Science indicates that the global temperature increase should be limited to 1 or 2 degrees Celsius. World leaders endorsed this view at the G-8 meeting in Italy in July. Even with that limit, major destruction, including the disappearance of most of the world’s coral reefs, is likely.

Yet policy compromises agreed to by negotiators involved in the Copenhagen talks virtually guarantee a temperature increase of around 4 degrees Celsius — well into the catastrophic risk range.

Why is this happening? For several reasons, including the inertia of the existing economic model, one based on hyperprofits and excessive consumption; political and business leaders’ failure to think long term; and concern that reducing carbon emissions will undercut economic growth. Those who don’t want any change are exploiting that concern.

As the global financial crisis has made abundantly clear, efforts to make the world sustainable for present and future generations do not undermine the economy. The culprit is something quite different: reckless pursuit of profit at any price, blind faith in the “invisible hand of the market,” and government inaction.

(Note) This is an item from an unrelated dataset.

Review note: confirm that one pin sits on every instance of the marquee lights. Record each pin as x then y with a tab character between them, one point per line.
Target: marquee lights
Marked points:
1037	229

What’s needed is a search for new engines of growth and incentives to economic development. Transitioning to a low-carbon, low-waste economy will create qualitatively new, green industries, technologies and jobs.

A low-carbon economy is just part of a new economic model, one the world needs as badly as the air we breathe.

Overnight changes to the economic model that has prevailed for a half century are not realistic. The transition to a new model requires a shift in values.

The global economy must be reoriented toward the public good. It must emphasize issues like a sustainable environment, healthcare, education, culture, equal opportunities and social cohesion — including reducing the glaring gaps between wealth and poverty.

Society needs this, and not just as a moral imperative. The economic efficiency of emphasizing the public good is enormous, even though economists have not yet learned how to measure it. We need an intellectual breakthrough if we are to build a new economic model.

We also need a moral realignment of the business community. Companies and their C.E.O.s tend to define their positions on environmental issues according to the short-term or at best medium-term bottom line. Socially and environmentally responsible business is still the exception rather than the rule. Change is needed in the entire system of taxes, subsidies and incentives.

Civil society must also play a larger role. It must become not just a stakeholder but a full participant in making decisions that will shape the environment and the economy for decades to come.

In Copenhagen, we will closely watch the political leaders. More than 60 heads of state will take a personal leadership test there. We have seen how easy it would be to fail. The weeks and months ahead offer them a chance to show that they can truly lead.

Mikhail Gorbachev, former president of the Soviet Union, is founding president of Green Cross International and head of the Climate Change Task Force (CCTF).